Clinical Trial Finder

Inclusion Criteria:

• - Female or male patients with histologically confirmed malignancy who are currently receiving treatment with one of the following eligible chemotherapy treatment regimens: - Cisplatin/gemcitabine for bladder, lung, or biliary cancer.

• - Gemcitabine for pancreatic, biliary or ovarian cancer.

• - Cisplatin/etoposide for small cell lung cancer, germ cell carcinoma, small cell prostate cancer, and neuroendocrine/carcinoid cancer.

• - Cisplatin for lung, bladder, head and neck, or cervical cancer.

• - Avastin for glioblastoma, colorectal, and cervical cancer.

• - Avastin, avastin + temozolomide, avastin + lomustine, or avastin + afinitor for glioblastoma.

• - Cisplatin/fluorouracil (5-FU) for anal cancer.

• - 5-FU/leucovorin +/- Avastin for colorectal, pancreas or gastric cancer.

• - FOLFIRI +/- Avastin (5-FU/leucovorin/irinotecan) for colorectal, pancreas cancer.

• - Paclitaxel for breast cancer, bladder cancer.

• - Trastuzumab with or without pertuzumab maintenance (subcutaneously [SQ] or intravenously [IV]) for HER2 positive breast cancer in the adjuvant or metastatic setting.

• - Trastuzumab + paclitaxel for Her-2 positive breast cancer.

• - Leuprolide for prostate cancer and breast cancer.

• - Degarelix for prostate cancer.

• - Goserelin acetate for breast cancer.

• - Fulvestrant for breast cancer.

• - Bortezomib for multiple myeloma.

• - Carfilzomib for multiple myeloma.

• - Decitabine for myelodysplastic syndrome.
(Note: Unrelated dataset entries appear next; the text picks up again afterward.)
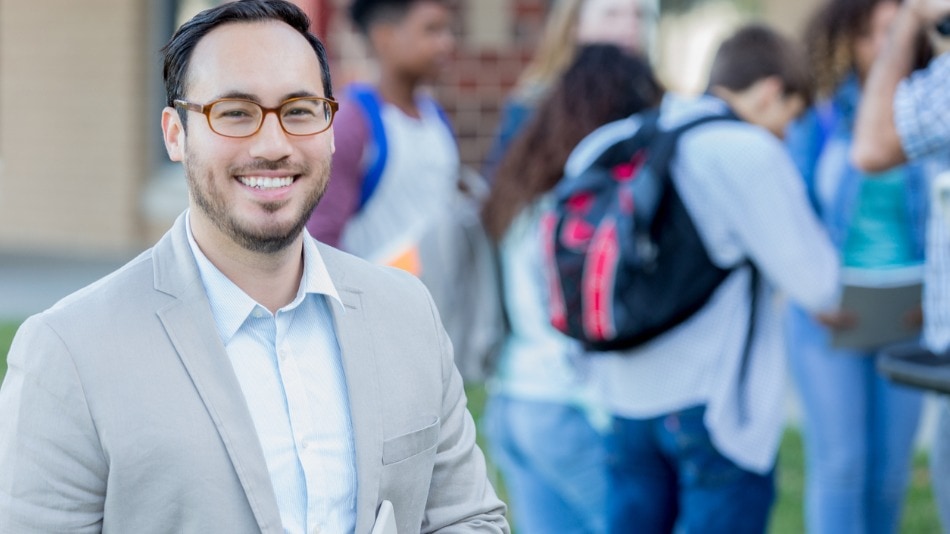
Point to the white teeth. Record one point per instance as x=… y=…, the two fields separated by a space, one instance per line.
x=263 y=182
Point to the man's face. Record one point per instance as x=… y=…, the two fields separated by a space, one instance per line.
x=420 y=43
x=780 y=112
x=258 y=191
x=617 y=22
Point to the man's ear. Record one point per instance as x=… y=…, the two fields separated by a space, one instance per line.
x=173 y=133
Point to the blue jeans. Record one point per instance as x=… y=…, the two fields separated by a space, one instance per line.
x=666 y=474
x=553 y=464
x=859 y=431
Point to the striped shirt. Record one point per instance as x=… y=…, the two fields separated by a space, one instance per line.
x=290 y=370
x=747 y=201
x=922 y=118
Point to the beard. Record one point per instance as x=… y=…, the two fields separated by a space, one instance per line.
x=267 y=238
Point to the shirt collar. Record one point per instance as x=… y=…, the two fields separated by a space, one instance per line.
x=230 y=305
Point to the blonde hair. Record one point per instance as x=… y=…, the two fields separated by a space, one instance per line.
x=556 y=49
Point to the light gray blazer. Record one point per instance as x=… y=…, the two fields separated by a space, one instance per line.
x=120 y=411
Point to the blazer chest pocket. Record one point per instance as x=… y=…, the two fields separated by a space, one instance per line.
x=407 y=445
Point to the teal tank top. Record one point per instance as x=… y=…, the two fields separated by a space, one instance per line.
x=880 y=231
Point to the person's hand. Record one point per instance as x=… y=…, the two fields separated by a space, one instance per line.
x=929 y=12
x=837 y=320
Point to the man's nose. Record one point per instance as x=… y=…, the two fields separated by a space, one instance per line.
x=271 y=142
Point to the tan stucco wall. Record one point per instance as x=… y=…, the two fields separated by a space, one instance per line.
x=72 y=107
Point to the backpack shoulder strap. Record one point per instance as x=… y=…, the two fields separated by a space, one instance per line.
x=370 y=102
x=663 y=147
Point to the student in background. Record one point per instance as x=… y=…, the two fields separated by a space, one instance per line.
x=697 y=412
x=904 y=117
x=551 y=456
x=859 y=426
x=397 y=164
x=628 y=24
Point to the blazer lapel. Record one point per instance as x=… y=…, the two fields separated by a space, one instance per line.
x=190 y=326
x=362 y=384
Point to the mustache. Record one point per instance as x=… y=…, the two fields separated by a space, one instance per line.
x=281 y=165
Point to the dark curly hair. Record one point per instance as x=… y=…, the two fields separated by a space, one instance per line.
x=602 y=85
x=831 y=35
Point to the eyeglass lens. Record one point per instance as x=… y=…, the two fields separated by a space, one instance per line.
x=241 y=118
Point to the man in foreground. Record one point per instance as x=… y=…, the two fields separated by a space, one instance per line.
x=240 y=376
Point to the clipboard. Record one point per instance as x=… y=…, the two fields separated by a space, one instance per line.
x=881 y=300
x=912 y=365
x=385 y=519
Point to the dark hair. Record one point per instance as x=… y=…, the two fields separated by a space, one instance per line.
x=177 y=52
x=756 y=52
x=831 y=35
x=602 y=85
x=366 y=13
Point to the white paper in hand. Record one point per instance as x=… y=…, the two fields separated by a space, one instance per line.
x=385 y=519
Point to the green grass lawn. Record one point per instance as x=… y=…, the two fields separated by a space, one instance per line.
x=920 y=515
x=6 y=337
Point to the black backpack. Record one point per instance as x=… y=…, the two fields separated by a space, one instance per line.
x=626 y=263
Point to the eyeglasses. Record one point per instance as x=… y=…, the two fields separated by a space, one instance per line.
x=236 y=117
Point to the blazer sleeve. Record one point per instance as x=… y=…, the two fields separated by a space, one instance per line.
x=52 y=468
x=460 y=497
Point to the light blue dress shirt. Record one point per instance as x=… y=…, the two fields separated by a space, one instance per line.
x=290 y=370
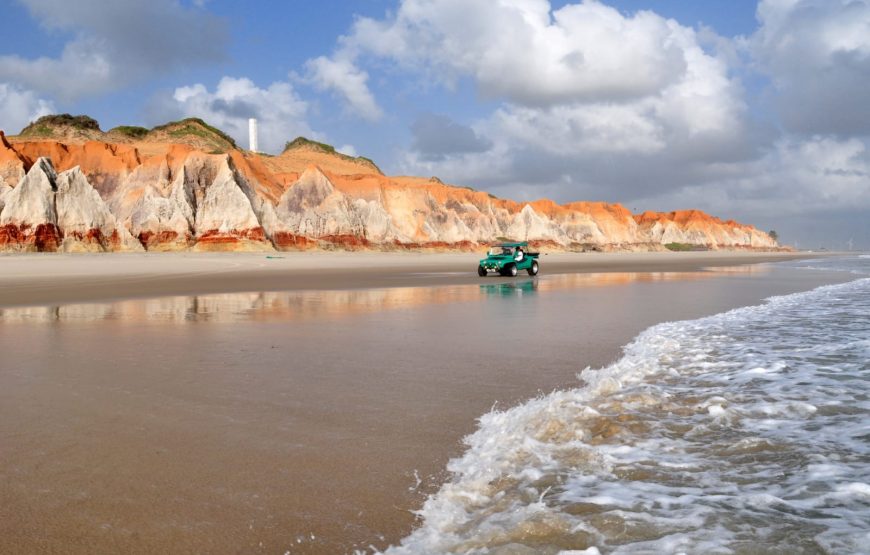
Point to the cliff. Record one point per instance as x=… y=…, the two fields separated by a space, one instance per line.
x=67 y=185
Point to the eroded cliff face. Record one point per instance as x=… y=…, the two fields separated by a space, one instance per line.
x=110 y=197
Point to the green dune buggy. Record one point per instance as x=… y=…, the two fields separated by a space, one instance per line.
x=508 y=259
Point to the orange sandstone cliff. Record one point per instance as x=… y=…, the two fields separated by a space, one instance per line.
x=67 y=186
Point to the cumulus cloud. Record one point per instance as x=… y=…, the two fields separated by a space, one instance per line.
x=279 y=110
x=348 y=81
x=437 y=136
x=115 y=43
x=19 y=107
x=817 y=53
x=576 y=122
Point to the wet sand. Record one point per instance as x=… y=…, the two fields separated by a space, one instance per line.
x=62 y=278
x=299 y=421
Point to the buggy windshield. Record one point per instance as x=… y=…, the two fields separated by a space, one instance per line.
x=500 y=251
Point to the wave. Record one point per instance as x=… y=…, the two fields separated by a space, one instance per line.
x=737 y=431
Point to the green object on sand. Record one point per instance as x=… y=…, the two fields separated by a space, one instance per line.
x=504 y=259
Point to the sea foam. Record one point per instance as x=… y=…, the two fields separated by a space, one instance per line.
x=741 y=431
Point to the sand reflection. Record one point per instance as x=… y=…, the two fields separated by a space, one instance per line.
x=292 y=305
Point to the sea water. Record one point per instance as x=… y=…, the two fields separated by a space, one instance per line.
x=743 y=432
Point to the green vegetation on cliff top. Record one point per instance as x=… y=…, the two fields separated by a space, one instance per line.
x=58 y=126
x=46 y=125
x=197 y=128
x=302 y=142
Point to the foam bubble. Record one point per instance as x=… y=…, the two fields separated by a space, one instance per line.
x=741 y=431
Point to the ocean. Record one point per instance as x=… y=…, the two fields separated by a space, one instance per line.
x=743 y=432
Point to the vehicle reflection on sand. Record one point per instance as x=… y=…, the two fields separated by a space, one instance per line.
x=292 y=305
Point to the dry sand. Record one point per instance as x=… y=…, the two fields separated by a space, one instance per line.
x=299 y=421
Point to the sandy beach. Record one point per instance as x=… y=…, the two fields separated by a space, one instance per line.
x=300 y=404
x=59 y=278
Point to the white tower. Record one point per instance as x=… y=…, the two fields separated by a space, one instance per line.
x=252 y=135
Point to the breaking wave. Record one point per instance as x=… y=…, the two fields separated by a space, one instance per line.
x=743 y=431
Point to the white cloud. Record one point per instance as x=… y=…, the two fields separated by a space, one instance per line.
x=817 y=53
x=279 y=110
x=19 y=107
x=584 y=77
x=115 y=44
x=348 y=150
x=523 y=52
x=343 y=77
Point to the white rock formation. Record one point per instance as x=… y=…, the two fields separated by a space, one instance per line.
x=84 y=218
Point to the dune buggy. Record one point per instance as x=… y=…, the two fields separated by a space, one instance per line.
x=508 y=259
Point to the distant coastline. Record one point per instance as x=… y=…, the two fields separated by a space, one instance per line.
x=66 y=186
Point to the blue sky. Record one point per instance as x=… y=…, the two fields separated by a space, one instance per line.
x=747 y=110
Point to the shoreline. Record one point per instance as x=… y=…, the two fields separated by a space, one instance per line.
x=47 y=279
x=310 y=431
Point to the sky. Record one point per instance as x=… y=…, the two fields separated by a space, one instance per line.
x=756 y=111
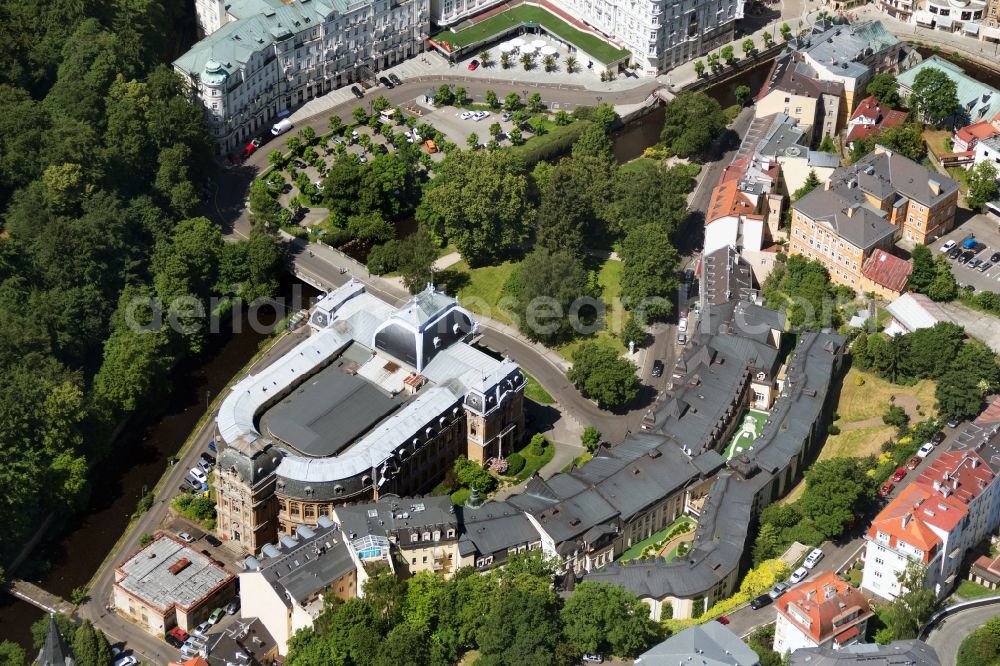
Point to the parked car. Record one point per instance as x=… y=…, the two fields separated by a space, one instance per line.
x=281 y=127
x=778 y=590
x=813 y=558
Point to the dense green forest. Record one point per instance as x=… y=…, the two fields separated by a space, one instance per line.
x=102 y=160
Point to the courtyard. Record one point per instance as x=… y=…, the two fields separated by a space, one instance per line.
x=524 y=15
x=750 y=428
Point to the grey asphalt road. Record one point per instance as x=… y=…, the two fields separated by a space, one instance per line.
x=948 y=635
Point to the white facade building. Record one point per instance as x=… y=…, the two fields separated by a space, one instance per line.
x=660 y=34
x=261 y=58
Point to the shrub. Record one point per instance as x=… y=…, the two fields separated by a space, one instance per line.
x=515 y=463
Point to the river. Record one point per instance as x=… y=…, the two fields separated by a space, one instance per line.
x=77 y=549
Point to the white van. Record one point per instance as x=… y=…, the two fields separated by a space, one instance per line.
x=281 y=127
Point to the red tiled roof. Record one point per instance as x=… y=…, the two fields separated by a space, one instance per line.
x=910 y=516
x=843 y=637
x=965 y=475
x=887 y=270
x=826 y=601
x=728 y=200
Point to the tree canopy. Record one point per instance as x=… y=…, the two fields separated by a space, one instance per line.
x=691 y=123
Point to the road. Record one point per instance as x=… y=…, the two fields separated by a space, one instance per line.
x=948 y=634
x=117 y=629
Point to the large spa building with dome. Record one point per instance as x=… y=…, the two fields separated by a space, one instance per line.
x=377 y=400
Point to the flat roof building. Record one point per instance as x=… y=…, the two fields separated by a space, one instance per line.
x=167 y=583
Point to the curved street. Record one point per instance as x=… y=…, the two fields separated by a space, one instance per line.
x=949 y=633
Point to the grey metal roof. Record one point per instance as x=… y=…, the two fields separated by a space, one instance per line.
x=306 y=566
x=883 y=172
x=709 y=644
x=392 y=516
x=494 y=527
x=327 y=412
x=847 y=213
x=147 y=575
x=897 y=653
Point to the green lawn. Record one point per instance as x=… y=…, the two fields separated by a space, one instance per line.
x=609 y=276
x=534 y=391
x=636 y=550
x=738 y=437
x=593 y=45
x=532 y=463
x=478 y=289
x=969 y=591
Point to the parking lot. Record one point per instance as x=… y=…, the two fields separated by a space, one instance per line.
x=984 y=229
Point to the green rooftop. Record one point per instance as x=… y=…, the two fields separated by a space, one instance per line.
x=747 y=431
x=527 y=14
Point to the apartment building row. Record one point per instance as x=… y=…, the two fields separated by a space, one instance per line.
x=587 y=517
x=259 y=59
x=869 y=206
x=377 y=400
x=949 y=509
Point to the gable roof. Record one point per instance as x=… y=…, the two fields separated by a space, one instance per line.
x=710 y=643
x=887 y=270
x=824 y=606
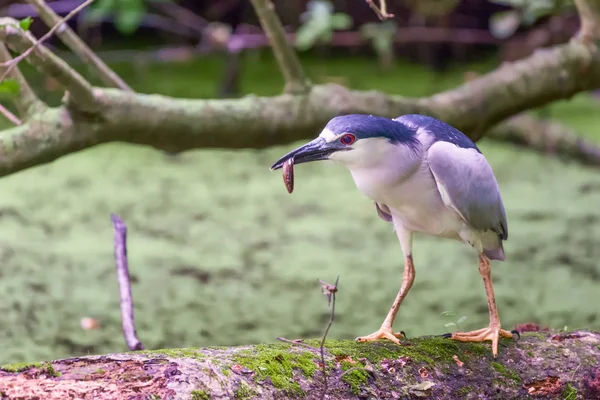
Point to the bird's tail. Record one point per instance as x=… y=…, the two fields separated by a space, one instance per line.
x=495 y=254
x=492 y=247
• - Only patients receiving decitabine for myelodysplastic syndrome (MDS) are eligible for these supportive medications: - Darbepoetin-alfa.

• - Epoetin.

• - Filgrastim.

• - Female or male patients with histologically confirmed malignancy who are currently receiving treatment with one of the following eligible supportive care drugs for treatment of bone metastases: - Zoledronic acid.

• - Denosumab.

• - Patient has had adequate tolerability of their clinical standard of care chemotherapy treatment in the opinion of their treating physician and no drug-related infusion reactions prior to consent.

• - Patients have no documented reason to suspect they will not continue the treatment regimen they are currently prescribed for at least 24 weeks of treatment.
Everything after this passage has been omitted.